Medicare Advantage enrollees report treatment denials and delays in payment, leading to harmful outcomes in healthcare

June 03, 2024 | Source: US Medicare | by Michael Sainato

Jenn Coffey was sick, on several medications, and in and out of the hospital around 2016 when she made a decision that she has come to regret.

Having fought off breast cancer, the former emergency medical technician faced numerous complications, and was diagnosed with two rare diseases: complex regional pain syndrome and small fiber neuropathy.

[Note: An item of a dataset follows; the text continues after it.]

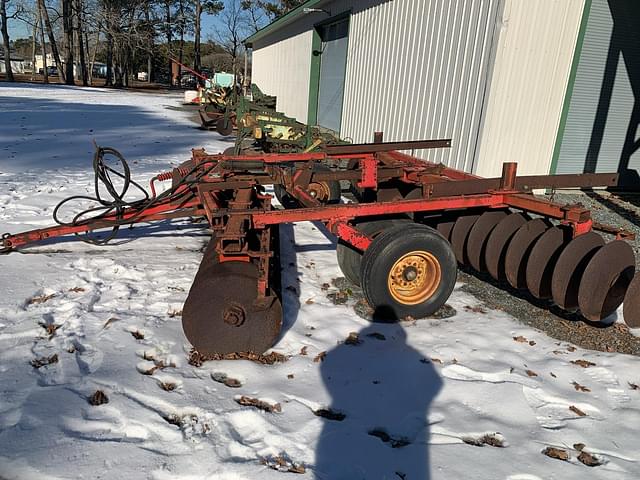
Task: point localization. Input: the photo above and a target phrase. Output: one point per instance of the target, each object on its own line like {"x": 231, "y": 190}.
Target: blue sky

“I was terrified,” she said. “I went into the hospital as a fully functional EMT and came out in a wheelchair, to go on disability income, and I lost everything. I lost my house, I lost everything.”

Coffey, 52, had been selling her belongings and raising money on GoFundMe to cover her medical care. To make things cheaper, she shifted her disability plan from traditional Medicare – a government-run health insurance program for older and disabled people – to Medicare Advantage, a program under which private health insurers contract with the Medicare program to provide health benefits.

With monthly premiums of $18.50 per month on average, Medicare Advantage often looks like a frugal alternative. However, private insurers keep premiums low by limiting providers and using byzantine cost containment tools such as prior authorization.

For Coffey, switching proved more expensive, as her Medicare Advantage provider, UnitedHealthcare, denied requests to cover treatments, medications and infusions she required.